The practice of street hawking in Nigeria and other parts of Africa has become a necessity due to factors such as unemployment, poverty, and the need for affordable goods. Despite government efforts to control the practice, it has continued to thrive as a part of the informal economy. This is having a negative impact on children’s physical and emotional well-being, exposing them to abuse, exhaustion, and other dangers.
Johnnywriter recalled “In 2008, the Lagos state government banned child street hawking during school hours to reduce the practice. But since then, addressing child street hawking has not been on the government’s agenda.”
Street hawking has huge implications for children’s physical and emotional well being. It exposes them to sexual abuse , physical exhaustion, vehicle accidents, death and drug and substance abuse and prostitution.
Johnnywriter’s short line experience: After receiving insults from someone who should be my younger sister’s age or less, I felt bad because he didn’t have morals maybe because I was with a carton of gizzards trying to market my products. Normally I go to offices, hotels and bars to market my products but I decides to do something different that night. ” I want to know how it feels to be like these Vendors, like these hawkers” I said to myself . A lady who stood with him had to apologize for the embarrassment, “Is okay my dear ” I put up an impression of acceptance and left. The first time have gone out to see how the world is, was the day my life changed forever.
Johnnywriter decided to experience the world from the perspective of a street vendor, selling his products from a carton instead of his usual routes to offices, hotels, and bars. He wanted to understand the challenges and struggles of those who must sell their wares on the streets to make a living. He encountered insults and difficulties, but also gained a newfound appreciation for the hard work and resilience of these individuals. The experience changed his perspective on life and the world around him.
As Johnnywriter approached a young woman near the Asaba Shopping Mall, he expected to have a pleasant interaction. But instead of a friendly greeting, he was met with insults and accusations. The woman made assumptions about his intentions, suggesting that he was involved in dark magic or nefarious activities. She walked away without giving him a chance to explain, leaving him shocked and saddened by the experience.
As he walked home that night, he began to reflect on the situation.
Getting to 10:59pm, Keke riders were busy looking for customers at the gate of Asaba Shopping mall(shoprite) at Okpanam Road, Asaba.
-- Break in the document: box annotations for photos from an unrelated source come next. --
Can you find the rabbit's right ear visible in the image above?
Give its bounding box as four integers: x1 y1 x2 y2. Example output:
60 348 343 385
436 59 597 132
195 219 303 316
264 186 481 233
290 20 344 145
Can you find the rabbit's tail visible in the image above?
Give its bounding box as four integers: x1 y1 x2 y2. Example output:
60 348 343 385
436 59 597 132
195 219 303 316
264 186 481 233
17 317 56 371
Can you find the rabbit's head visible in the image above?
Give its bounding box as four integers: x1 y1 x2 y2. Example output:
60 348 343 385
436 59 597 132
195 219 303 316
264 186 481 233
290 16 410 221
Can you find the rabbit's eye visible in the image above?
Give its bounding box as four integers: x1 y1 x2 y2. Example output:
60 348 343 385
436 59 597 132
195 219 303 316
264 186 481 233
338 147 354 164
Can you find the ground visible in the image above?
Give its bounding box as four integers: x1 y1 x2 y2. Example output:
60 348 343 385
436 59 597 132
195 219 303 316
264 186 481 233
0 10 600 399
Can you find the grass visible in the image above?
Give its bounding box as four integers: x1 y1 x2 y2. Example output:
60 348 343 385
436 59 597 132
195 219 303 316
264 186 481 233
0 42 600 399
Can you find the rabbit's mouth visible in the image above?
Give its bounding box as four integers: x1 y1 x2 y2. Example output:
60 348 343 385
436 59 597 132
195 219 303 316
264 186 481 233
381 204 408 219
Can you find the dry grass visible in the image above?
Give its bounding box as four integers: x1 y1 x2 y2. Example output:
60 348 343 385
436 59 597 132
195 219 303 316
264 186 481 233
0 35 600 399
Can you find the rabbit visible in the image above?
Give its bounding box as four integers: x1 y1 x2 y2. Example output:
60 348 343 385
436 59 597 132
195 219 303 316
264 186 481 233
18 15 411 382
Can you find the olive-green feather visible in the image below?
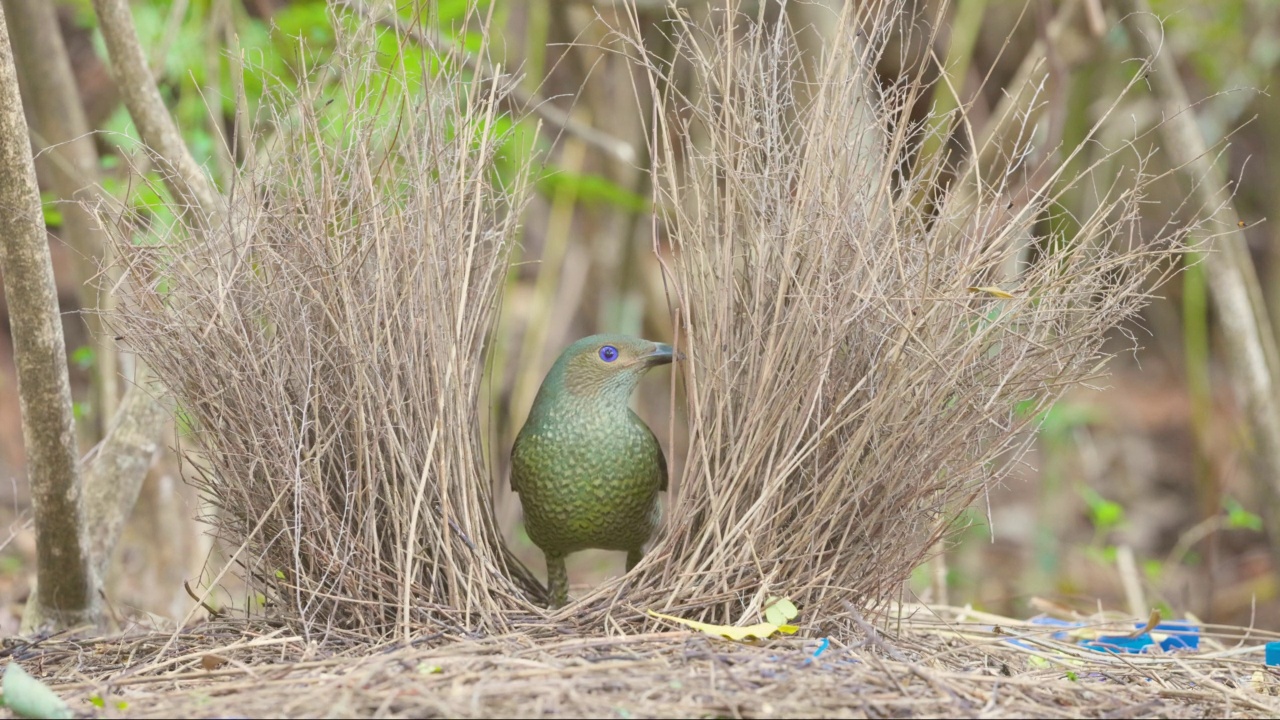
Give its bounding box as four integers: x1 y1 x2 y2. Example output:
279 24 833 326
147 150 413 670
511 334 672 607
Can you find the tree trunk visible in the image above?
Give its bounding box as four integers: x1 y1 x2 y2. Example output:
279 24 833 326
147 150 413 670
0 1 99 628
4 0 119 439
He approached a young Lady in a professional manner but her words was the worst thing he ever heard in a long time, it wasn’t how Johnnywriter perceived her to be because of her appearance “Are you using this garnished gizzard to kill people or is that what baba(juju man) said you should sell and be rich after certain period of time? ” Johnnywriter was shocked, “No madam” He replied, she walked out on him and that night made Johnnywriter realize what the street hawkers /Vendors are/were going through.. He can still recall how he walked home with tears running down his cheeks, not for what I experienced that night but because of the hawkers on the street. “If they can do that to him, a well dressed and outspoken man then what happens to the street hawkers/Vendors” he asked himself.
After the eye-opening experience of street hawking, Johnnywriter decided to explore other aspects of life he had not experienced before. He began spending time with homeless people, hearing their stories and learning about their lives. He spent time with the elderly, listening to their memories and wisdom. He volunteered at a local orphanage, working with the children and learning about their struggles.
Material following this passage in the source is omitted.